Феликс замолчал и неотрывно вдруг уставился на неё. Было видно, что какая-то идея пришла ему в голову и он полон решимости её исполнить.
— Так, ладно, Лав, — он оторвался от холодильника и приблизился к ней. — Бери мел и записывай её имя.
Лаванда насупилась и опустила взгляд.
— Я не буду ничего записывать, — сказала она тихо.
— Нет, сейчас ты запишешь. Всё, игры кончились.
— Это не игры, Феликс, — она поднялась, собираясь уйти к себе. — Я не стану убивать Софи и вообще не стану кого бы то ни было убивать.
— По-твоему, лучше, чтоб она убила нас? — Феликс придвинулся к ней, отсекая путь к отходу. — Тебя бы это больше устроило? Я и забыл, что ты тоже успела её обожествить. Пусть творится что угодно, но Нонине, что вы — Нонине наша правительница, она неприкосновенна, как же можно.
— Да нет же! — вскрикнула Лаванда. — Я как раз наоборот вижу, что она человек, точно такой же человек, как я, как все мы. Это для вас она только идеологический враг, которого надо уничтожить, и это не считается убийством, но так не бывает! Не бывает, что вместо человека — только чёрный силуэт, у которого единственная цель — нести всем зло и страдания. А если это не только силуэт, если там есть какие-то свои мысли, чувства, если за этим — целый чужой мир…

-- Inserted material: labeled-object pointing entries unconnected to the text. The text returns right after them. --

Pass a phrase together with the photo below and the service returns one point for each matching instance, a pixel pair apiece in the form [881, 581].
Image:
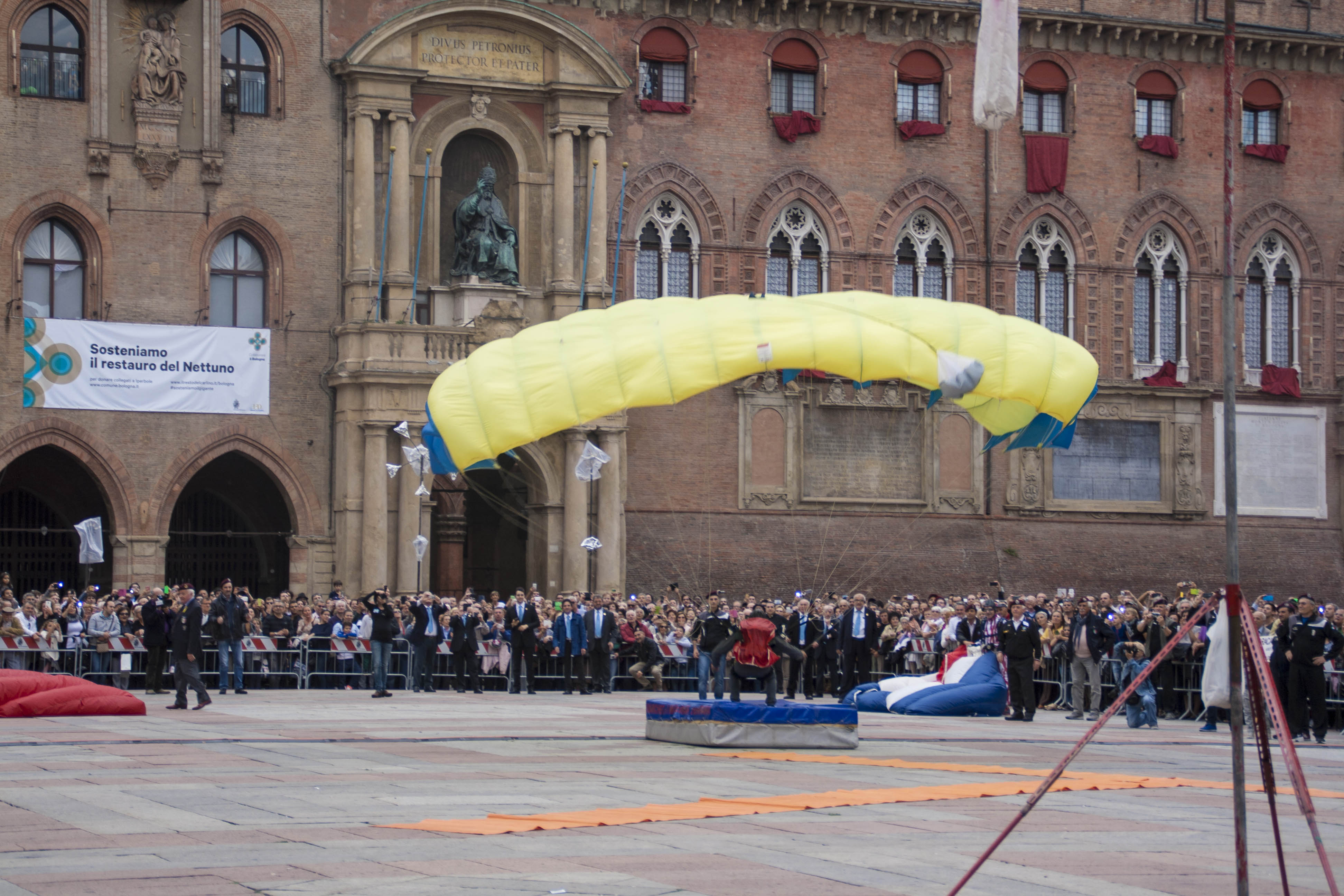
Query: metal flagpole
[1234, 593]
[388, 207]
[420, 241]
[588, 236]
[620, 222]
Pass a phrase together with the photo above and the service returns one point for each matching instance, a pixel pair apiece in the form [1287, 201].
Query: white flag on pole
[995, 96]
[91, 539]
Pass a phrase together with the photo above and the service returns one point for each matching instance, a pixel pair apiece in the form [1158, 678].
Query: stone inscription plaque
[862, 453]
[480, 53]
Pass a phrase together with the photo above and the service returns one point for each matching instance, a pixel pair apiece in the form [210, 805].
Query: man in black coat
[858, 644]
[1019, 638]
[186, 655]
[158, 618]
[804, 632]
[601, 625]
[522, 621]
[461, 644]
[425, 637]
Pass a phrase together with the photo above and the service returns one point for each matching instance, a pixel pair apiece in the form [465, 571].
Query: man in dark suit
[804, 632]
[1019, 638]
[427, 635]
[522, 621]
[463, 643]
[570, 637]
[600, 633]
[858, 644]
[186, 655]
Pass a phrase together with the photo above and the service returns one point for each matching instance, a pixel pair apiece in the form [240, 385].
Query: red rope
[1092, 732]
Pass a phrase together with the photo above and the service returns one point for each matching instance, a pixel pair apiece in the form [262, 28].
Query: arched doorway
[230, 522]
[464, 158]
[44, 494]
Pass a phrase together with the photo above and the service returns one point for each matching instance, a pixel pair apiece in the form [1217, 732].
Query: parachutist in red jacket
[756, 648]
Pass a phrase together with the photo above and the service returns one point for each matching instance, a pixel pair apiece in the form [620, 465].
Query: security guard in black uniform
[1309, 641]
[1019, 638]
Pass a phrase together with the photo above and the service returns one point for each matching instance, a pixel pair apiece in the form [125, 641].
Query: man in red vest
[756, 648]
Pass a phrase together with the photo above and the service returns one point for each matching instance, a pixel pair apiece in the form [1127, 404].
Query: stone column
[611, 515]
[363, 225]
[400, 222]
[564, 206]
[597, 227]
[576, 515]
[408, 527]
[374, 536]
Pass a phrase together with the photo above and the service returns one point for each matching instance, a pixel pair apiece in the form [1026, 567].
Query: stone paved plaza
[281, 793]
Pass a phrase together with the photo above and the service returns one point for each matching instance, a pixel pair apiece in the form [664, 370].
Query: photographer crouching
[1141, 706]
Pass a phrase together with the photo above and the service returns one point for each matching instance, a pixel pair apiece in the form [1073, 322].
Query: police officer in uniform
[1309, 640]
[1019, 638]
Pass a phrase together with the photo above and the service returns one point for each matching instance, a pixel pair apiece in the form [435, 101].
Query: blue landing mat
[785, 712]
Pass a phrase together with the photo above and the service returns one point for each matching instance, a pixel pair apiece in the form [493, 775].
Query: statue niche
[487, 244]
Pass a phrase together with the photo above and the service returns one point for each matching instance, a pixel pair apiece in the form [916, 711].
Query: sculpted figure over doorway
[487, 244]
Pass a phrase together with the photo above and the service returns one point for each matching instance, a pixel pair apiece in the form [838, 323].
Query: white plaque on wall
[1280, 461]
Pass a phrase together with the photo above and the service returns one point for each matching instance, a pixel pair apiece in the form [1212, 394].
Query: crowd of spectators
[1088, 643]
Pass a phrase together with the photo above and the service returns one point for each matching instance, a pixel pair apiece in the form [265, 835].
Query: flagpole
[620, 222]
[1234, 594]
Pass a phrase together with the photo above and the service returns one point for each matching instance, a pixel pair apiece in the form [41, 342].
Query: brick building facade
[888, 186]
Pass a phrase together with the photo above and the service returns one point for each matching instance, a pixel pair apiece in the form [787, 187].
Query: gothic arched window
[669, 260]
[1046, 277]
[1273, 291]
[799, 250]
[924, 259]
[1160, 279]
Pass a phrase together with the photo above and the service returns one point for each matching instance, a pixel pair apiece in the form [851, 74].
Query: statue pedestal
[468, 297]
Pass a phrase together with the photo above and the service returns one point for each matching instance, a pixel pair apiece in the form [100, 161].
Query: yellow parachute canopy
[642, 354]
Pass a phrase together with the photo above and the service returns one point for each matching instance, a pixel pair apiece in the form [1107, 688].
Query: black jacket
[422, 614]
[186, 632]
[1100, 636]
[234, 613]
[513, 618]
[1019, 644]
[385, 624]
[793, 628]
[601, 643]
[871, 631]
[461, 633]
[158, 620]
[1311, 638]
[711, 629]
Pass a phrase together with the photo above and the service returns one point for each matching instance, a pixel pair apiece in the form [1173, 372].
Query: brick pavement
[276, 793]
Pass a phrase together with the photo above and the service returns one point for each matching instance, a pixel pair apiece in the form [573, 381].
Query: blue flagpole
[388, 207]
[420, 240]
[620, 218]
[588, 236]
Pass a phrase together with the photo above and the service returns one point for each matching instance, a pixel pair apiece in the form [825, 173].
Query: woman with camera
[1141, 706]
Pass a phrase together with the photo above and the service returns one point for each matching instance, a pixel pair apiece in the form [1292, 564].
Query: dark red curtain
[800, 123]
[1275, 152]
[920, 130]
[1280, 381]
[1047, 163]
[1156, 85]
[1261, 94]
[1159, 144]
[795, 56]
[663, 45]
[1166, 377]
[920, 68]
[1046, 77]
[658, 105]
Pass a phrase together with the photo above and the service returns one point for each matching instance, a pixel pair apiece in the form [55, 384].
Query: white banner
[146, 367]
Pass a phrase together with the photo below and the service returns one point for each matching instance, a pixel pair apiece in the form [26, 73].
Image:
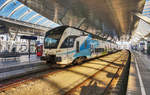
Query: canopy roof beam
[33, 17]
[24, 14]
[6, 3]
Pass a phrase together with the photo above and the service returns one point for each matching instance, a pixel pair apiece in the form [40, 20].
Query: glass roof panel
[2, 2]
[9, 8]
[14, 10]
[18, 13]
[27, 17]
[35, 19]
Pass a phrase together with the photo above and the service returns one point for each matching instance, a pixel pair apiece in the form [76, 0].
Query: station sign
[29, 37]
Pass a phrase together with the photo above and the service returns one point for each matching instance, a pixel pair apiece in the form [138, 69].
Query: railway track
[31, 78]
[91, 78]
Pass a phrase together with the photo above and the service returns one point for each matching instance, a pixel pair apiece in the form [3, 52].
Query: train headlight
[58, 59]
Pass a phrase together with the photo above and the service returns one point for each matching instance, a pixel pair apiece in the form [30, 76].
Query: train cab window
[68, 42]
[85, 43]
[77, 46]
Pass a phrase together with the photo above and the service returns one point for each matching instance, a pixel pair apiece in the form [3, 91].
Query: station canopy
[142, 32]
[14, 9]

— Кончай рефлексировать, Лав, — оборвал он. Лаванда замолчала и удивлённо всмотрелась ему в глаза: в них сейчас бластилось что-то странное, чего она не замечала раньше. И немного опасное.
— Сейчас вопрос стоит так: либо мы, либо она, — понимаешь ты это!? — Феликс резким движением прижал её к стенке. Его рука замерла у неё на горле, и Лаванда как-то отстранённо прикинула, что, если вдруг что, вырваться она не сможет. — Ну же, сестрёнка, выбирай. Выбирай, кто тебе дороже.
— Я не имею права и не буду ничего выбирать, — холодно произнесла Лаванда.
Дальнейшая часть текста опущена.